John Hughes, 30, one of the most senior former traders on the bank’s Exchange Traded Funds (ETF) desk in London, conceded he also made some unauthorized trades.
But he insisted he did not know that Adoboli had been creating fictitious trades. He smiled when calling his former colleague an “excessive” gambler.
In mainly monosyllabic responses, Hughes - dressed in a grey jumper and fiddling with a hair tie for his collar-length fair hair - told the court he did not know the extent of losses Adoboli had exposed the bank to in a secret “umbrella” account.
Adoboli, 32, was arrested on September 15, 2011 and is now on trial for fraud and false accounting that cost UBS $2.3 billion. He has pleaded not guilty.
Hughes told the court last week he had known about Adoboli’s umbrella account - in which he hid losses and profits on unauthorized trades - since early 2011, but decided against reporting it to management.
Hughes, who was dismissed for gross misconduct weeks after Adoboli’s arrest, has not been charged with any crime and was in court only to give evidence at Adoboli’s trial.
The prosecution, led by lawyer Sasha Wass, says Adoboli was a “master fraudster” who hid his activities from colleagues.

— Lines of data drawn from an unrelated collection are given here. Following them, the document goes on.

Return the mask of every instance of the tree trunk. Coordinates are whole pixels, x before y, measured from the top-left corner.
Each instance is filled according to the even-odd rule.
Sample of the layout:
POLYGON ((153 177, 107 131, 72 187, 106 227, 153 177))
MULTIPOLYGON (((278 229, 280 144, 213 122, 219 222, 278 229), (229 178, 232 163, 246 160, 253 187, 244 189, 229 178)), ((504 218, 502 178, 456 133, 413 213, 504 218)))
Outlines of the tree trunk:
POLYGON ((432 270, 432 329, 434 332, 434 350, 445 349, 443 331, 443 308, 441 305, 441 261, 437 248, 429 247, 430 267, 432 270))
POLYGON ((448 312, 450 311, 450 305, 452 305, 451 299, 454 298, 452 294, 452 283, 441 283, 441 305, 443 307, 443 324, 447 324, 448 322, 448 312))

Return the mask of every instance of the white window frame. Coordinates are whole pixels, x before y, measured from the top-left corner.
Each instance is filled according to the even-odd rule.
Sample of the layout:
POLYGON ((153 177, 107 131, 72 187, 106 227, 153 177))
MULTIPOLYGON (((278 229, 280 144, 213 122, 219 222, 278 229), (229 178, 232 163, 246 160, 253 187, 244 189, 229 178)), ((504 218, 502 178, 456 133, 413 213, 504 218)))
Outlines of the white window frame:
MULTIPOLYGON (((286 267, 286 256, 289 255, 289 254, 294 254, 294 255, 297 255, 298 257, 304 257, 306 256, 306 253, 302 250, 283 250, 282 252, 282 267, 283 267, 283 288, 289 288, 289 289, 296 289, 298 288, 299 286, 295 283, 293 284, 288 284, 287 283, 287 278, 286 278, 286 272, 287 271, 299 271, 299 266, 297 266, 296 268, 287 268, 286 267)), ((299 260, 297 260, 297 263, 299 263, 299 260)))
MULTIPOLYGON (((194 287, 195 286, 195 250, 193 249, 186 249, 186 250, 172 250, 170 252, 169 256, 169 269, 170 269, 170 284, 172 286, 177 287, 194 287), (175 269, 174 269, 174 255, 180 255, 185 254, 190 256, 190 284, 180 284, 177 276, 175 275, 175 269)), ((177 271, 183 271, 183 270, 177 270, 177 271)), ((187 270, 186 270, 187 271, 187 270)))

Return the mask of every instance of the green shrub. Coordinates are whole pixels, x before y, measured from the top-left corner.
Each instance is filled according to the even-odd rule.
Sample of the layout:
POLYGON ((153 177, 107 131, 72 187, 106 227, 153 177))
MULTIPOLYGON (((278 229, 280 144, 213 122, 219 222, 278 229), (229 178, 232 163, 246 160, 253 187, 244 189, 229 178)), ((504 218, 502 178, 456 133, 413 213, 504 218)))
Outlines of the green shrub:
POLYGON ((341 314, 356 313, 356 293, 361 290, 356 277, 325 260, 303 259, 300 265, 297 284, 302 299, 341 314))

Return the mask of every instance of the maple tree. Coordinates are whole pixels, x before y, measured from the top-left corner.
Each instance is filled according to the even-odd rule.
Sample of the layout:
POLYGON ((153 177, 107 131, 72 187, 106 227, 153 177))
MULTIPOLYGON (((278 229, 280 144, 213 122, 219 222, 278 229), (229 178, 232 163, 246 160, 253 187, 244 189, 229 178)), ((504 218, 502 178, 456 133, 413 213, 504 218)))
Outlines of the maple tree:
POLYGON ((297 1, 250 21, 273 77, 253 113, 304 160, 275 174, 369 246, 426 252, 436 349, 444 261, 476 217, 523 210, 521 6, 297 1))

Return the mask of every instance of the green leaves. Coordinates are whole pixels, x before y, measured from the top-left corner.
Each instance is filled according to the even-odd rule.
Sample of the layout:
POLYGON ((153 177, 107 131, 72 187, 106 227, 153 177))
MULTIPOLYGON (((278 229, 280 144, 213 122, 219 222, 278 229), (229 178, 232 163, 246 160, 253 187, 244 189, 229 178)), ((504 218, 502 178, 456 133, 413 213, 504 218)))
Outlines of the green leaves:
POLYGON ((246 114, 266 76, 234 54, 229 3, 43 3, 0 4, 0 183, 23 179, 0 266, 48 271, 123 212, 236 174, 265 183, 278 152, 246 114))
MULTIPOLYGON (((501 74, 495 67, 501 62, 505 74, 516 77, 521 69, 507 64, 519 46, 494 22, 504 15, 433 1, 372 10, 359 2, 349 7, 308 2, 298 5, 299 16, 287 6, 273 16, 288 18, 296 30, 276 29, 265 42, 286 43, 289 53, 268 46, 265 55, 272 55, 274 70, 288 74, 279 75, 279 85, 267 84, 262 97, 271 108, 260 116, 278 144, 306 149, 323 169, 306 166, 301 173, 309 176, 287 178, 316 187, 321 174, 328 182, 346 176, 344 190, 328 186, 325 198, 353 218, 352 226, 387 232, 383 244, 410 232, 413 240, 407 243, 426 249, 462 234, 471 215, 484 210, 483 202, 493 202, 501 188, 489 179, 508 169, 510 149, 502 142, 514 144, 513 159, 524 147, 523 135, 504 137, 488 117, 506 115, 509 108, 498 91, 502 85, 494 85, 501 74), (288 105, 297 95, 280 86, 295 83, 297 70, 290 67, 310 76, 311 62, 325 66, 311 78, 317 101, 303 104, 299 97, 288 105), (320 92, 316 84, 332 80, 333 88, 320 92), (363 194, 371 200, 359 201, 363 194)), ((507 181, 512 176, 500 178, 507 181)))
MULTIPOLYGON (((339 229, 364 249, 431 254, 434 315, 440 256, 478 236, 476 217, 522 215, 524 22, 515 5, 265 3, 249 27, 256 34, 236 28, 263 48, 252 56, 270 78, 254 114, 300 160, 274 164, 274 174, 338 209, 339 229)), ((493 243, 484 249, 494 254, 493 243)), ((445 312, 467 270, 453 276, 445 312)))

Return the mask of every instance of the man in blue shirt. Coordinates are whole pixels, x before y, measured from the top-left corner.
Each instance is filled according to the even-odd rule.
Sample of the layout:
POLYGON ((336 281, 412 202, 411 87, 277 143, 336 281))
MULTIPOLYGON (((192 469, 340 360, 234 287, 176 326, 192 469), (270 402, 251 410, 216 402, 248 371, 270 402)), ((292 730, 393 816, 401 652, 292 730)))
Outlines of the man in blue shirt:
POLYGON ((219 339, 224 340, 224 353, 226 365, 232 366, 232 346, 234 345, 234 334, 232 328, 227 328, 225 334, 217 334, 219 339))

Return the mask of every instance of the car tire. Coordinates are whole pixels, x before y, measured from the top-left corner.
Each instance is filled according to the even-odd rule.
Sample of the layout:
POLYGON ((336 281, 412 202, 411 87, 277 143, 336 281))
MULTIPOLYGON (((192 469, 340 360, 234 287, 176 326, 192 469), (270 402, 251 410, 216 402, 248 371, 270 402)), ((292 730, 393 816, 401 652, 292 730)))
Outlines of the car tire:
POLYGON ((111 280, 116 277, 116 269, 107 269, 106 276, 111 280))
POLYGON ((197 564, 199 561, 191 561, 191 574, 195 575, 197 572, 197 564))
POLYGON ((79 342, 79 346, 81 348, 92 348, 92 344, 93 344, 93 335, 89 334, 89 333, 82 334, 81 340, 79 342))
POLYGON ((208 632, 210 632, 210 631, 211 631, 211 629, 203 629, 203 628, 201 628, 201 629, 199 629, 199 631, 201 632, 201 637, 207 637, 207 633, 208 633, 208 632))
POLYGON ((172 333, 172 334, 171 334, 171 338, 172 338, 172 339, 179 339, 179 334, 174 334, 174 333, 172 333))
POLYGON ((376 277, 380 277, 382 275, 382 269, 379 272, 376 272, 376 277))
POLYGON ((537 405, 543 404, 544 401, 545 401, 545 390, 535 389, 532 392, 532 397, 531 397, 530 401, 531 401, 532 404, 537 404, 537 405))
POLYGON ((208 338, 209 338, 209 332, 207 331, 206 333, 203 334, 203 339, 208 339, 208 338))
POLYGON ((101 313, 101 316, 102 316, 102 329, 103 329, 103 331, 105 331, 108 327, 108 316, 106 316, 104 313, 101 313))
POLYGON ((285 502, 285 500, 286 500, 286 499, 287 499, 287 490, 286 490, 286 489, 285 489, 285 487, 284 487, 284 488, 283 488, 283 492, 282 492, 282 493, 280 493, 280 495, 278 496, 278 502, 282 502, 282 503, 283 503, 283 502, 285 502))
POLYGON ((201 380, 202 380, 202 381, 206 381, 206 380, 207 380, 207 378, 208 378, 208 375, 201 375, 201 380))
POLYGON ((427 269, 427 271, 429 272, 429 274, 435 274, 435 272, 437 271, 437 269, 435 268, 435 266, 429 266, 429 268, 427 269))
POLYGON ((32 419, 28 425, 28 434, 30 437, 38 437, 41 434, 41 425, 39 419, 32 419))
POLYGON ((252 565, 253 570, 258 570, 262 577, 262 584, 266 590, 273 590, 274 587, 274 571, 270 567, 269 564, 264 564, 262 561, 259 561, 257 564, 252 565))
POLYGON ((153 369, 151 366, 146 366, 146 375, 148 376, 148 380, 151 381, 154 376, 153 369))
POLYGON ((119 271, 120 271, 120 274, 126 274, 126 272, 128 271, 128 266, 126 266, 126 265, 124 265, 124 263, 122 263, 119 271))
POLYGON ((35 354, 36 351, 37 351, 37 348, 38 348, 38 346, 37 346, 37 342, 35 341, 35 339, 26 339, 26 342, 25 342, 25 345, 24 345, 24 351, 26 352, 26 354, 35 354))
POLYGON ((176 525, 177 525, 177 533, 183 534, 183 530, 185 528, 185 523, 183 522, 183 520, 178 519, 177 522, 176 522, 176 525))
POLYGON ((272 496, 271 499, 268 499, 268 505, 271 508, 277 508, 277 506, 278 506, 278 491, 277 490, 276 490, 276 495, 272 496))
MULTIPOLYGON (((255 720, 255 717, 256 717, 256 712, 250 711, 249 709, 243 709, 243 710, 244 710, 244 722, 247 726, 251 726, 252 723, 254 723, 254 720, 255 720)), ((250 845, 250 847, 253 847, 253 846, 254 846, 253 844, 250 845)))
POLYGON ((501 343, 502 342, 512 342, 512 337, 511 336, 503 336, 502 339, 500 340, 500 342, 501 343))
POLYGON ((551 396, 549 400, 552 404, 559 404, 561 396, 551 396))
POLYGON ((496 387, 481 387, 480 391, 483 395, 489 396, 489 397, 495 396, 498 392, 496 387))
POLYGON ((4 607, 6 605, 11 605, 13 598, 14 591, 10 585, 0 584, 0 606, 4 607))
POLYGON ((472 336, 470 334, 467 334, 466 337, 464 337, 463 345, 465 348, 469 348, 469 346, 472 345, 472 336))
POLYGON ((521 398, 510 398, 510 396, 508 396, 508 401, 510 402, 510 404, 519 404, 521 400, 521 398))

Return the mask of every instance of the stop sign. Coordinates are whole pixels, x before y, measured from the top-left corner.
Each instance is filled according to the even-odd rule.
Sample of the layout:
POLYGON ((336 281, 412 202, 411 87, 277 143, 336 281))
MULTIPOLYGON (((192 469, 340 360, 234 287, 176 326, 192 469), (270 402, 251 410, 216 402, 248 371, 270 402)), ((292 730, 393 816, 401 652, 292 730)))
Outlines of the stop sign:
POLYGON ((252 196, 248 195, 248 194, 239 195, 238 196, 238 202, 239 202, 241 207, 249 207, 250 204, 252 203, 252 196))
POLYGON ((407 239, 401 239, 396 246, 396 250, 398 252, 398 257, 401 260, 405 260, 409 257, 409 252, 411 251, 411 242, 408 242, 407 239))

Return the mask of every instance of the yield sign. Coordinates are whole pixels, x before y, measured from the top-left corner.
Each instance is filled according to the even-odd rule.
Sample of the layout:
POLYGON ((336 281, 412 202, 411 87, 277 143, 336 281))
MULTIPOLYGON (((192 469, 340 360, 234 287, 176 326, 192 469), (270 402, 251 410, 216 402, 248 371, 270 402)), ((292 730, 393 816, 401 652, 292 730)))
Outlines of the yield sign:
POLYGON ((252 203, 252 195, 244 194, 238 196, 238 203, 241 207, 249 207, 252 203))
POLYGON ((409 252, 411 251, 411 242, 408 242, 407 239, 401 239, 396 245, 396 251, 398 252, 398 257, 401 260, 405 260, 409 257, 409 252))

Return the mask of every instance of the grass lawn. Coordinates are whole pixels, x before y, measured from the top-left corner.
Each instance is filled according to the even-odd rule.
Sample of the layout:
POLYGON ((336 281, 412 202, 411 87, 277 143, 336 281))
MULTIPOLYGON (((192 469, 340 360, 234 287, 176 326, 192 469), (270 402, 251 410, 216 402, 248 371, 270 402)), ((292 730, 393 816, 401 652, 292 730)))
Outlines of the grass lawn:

But Charles Sherrard, Adoboli’s lawyer, alleges his client was one of “four musketeers” on the ETF desk - but that the other three later “stabbed him in the back”.
ETFs are financial instruments that allow holders to track indices rather than buying the underlying securities outright, and are a way for investors to gain exposure to markets that are illiquid or otherwise hard to buy into.
A third member of the desk, Simon Taylor, told the court he had resigned two days before a disciplinary meeting last November because he believed he would have merely been “collateral damage” if he had remained.
Taylor, who also brushed away a tear under persistent cross-examination by Sherrard, insisted he was too junior to have been told much about Adoboli’s umbrella account.
However, the account was mentioned in a conversation between Taylor and Adoboli via their computer message system in January 2011. “Great week, really have enjoyed it,” Taylor wrote. Adoboli responded: “We’ve got some nice cash for the umbrella fund. We have a new fund for the rainy days.”
“Nice,” said Taylor, who will be back in court on Wednesday.